Fear mongering over the new Federal Rules of Civil Procedure (FRCP) requirements for electronic discovery has already begun with an article Storage Goes to Law School. As December 1, 2006 implementation date approaches expect the hype to rise. The “buy my widget or go to jail” line is well-nigh irresistible to sales and marketing folks, but way overstates the case. I’ve looked at the rule changes in some depth and they just aren’t that difficult. It is easy to fear the unknown. So let me give you the lay of the land. In less than 3 minutes.
FRCP: flow control for lawyers
The FRCP “govern the conduct of all civil actions brought in Federal district courts”. Federal district court judges don’t like their time wasted, so these rules are designed to ensure that by the time people get to court they are ready to rumble. These rules are binding only on the Federal courts, but many states model their rules on the FRCP, so expect to see these changes reflected in many state rules over time.
Because the Supreme Court says so, that’s why
The FRCP is produced by the federal judiciary as authorized by Congress. The rules process is long and involved with ample time for public comment and several review layers. Finally the Supreme Court approves the change and unless Congress intervenes, the rule becomes binding. It usually takes 2-3 years to change a rule, but the electronic discovery process changes have taken almost 6 years. They took their time and the result is, IMHO, fair and reasonable.
Most of these rules changes are mostly technical (legally-speaking) in nature.
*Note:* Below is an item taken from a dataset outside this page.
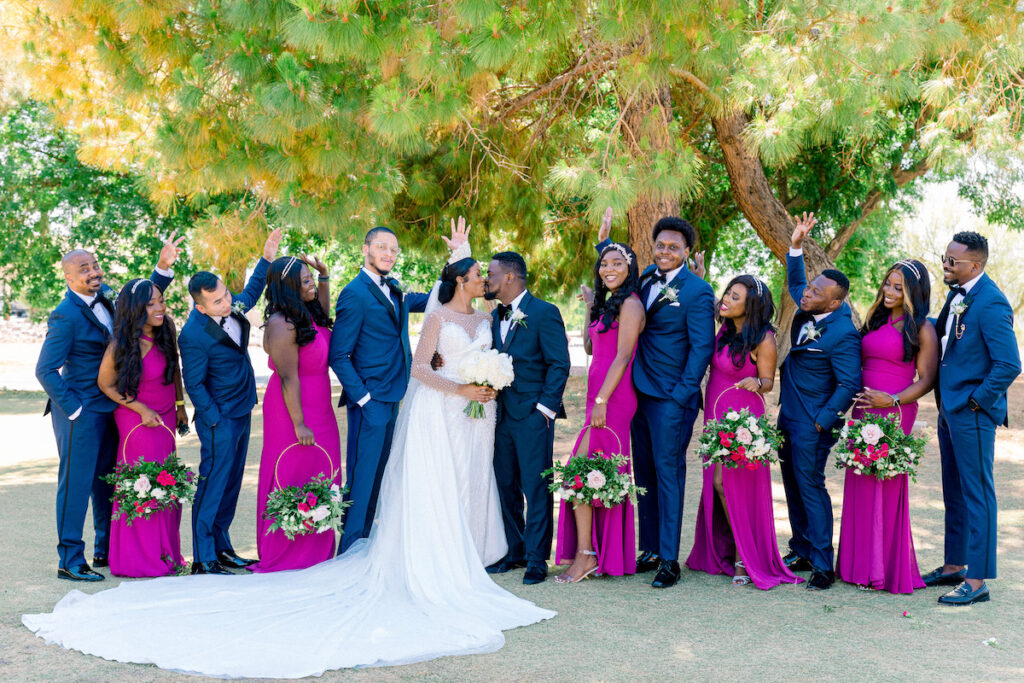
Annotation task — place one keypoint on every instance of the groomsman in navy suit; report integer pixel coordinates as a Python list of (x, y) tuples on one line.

Quoting from the uscourts.gov summary
- Civil Rule 16 (Pretrial Conferences; Scheduling; Management) (establishes process for the parties and court to address early issues pertaining to the disclosure and discovery of electronic information)
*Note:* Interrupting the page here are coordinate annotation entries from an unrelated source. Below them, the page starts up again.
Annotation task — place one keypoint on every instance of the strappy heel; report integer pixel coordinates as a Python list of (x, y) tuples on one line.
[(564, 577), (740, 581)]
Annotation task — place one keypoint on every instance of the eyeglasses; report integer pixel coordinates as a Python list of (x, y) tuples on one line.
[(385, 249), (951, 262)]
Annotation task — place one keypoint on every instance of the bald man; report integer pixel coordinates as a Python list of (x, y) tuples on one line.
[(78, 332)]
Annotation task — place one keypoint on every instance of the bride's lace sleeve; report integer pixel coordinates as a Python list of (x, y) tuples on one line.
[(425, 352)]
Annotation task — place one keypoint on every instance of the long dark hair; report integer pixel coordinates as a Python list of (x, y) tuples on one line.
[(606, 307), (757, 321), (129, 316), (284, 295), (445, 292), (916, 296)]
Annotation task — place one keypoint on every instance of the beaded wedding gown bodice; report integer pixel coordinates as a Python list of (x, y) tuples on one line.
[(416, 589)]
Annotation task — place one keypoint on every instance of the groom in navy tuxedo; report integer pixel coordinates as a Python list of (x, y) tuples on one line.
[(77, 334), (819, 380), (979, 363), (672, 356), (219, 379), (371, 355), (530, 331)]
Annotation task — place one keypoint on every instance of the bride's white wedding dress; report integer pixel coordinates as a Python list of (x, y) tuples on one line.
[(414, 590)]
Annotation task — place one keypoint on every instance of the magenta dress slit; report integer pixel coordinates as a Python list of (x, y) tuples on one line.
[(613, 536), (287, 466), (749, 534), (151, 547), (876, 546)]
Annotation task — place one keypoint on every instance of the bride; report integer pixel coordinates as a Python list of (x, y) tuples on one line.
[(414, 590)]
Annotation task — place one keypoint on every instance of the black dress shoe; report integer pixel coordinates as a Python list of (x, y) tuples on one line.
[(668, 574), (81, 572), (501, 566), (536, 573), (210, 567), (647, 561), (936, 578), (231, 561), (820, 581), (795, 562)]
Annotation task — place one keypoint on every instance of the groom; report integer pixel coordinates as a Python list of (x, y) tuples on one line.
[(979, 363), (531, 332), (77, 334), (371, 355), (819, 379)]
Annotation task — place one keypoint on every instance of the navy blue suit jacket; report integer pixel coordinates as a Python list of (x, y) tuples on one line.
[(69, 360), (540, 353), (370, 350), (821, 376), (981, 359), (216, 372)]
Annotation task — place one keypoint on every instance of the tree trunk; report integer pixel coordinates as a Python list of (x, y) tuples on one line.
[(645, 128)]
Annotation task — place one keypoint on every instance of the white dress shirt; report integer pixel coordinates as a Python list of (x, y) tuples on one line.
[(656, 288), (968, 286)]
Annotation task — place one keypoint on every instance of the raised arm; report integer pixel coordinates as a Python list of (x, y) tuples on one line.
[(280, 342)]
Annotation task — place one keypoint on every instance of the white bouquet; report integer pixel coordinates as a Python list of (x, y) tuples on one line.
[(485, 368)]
- Civil Rule 26(a) & (f) (General Provisions Governing Discovery; Duty of Disclosure) (requires parties to discuss during the discovery-planning conference issues relating to the disclosure and discovery of electronically stored information)
- Civil Rule 33 (Interrogatories to Parties) (expressly provides that an answer to an interrogatory involving review of business records should involve a search of electronically stored information)
- Civil Rule 34 (Production of Documents and Things and Entry Upon Land for Inspection and Other Purposes) (distinguishes between electronically stored information and “documents”)
- Civil Rule 37 (Failure to Make Disclosure or Cooperate in Discovery; Sanctions) (creates a “safe harbor” that protects a party from sanctions for failing to provide electronically stored information lost because of the routine operation of the party’s computer system)
- Civil Rule 45 (Subpoena) (technical amendments that conform to other proposed amendments regarding discovery of electronically stored information)
OK, stop yawning, here’s the good stuff
The drafting committee’s report on the rule changes called out a couple of interesting points.
- Rule 34 acknowledges that “electronically stored information is explicitly recognized as a category . . . distinct from “documents” and “things.” The courts recognize that computer information differs in three major ways from traditional documents:
- Volume is often enormous
- The information is dynamic – easily overwritten, deleted or changed, often without anyone’s specific direction or knowledge (BSOD, anyone?)
- The information may be incomprehensible apart from the system that created or stored it
- Rule 37(f) is the IT department’s friend. It offers “limited protection against sanctions . . . for a party’s failure to provide electronically stored information in discovery.” The limits are:
- The data must be lost in the routine operation of an information system
- The operation of the system must be in good faith – which may mean modifying IT operations to preserve data that might be needed for pending or reasonably anticipated litigation
The StorageMojo.com take
The new FRCP rules are not, primarily, an IT problem. Your company’s record managers and legal advisors are responsible for figuring out company policy on record retention. IT should state clearly that they are ready and willing to help formulate cost-effective means of supporting discovery requirements, but under no circumstances should IT take responsibility for defining those standards. By this process IT will have the support of the firm’s legal advisors if any expenditures are required.
These policies will have to be documented and IT folks trained on them. You’ll need know that when the VP of sales storms in, demanding that his emails to a competitor be deleted right now! that you are on safe ground refusing until the proper process has been followed.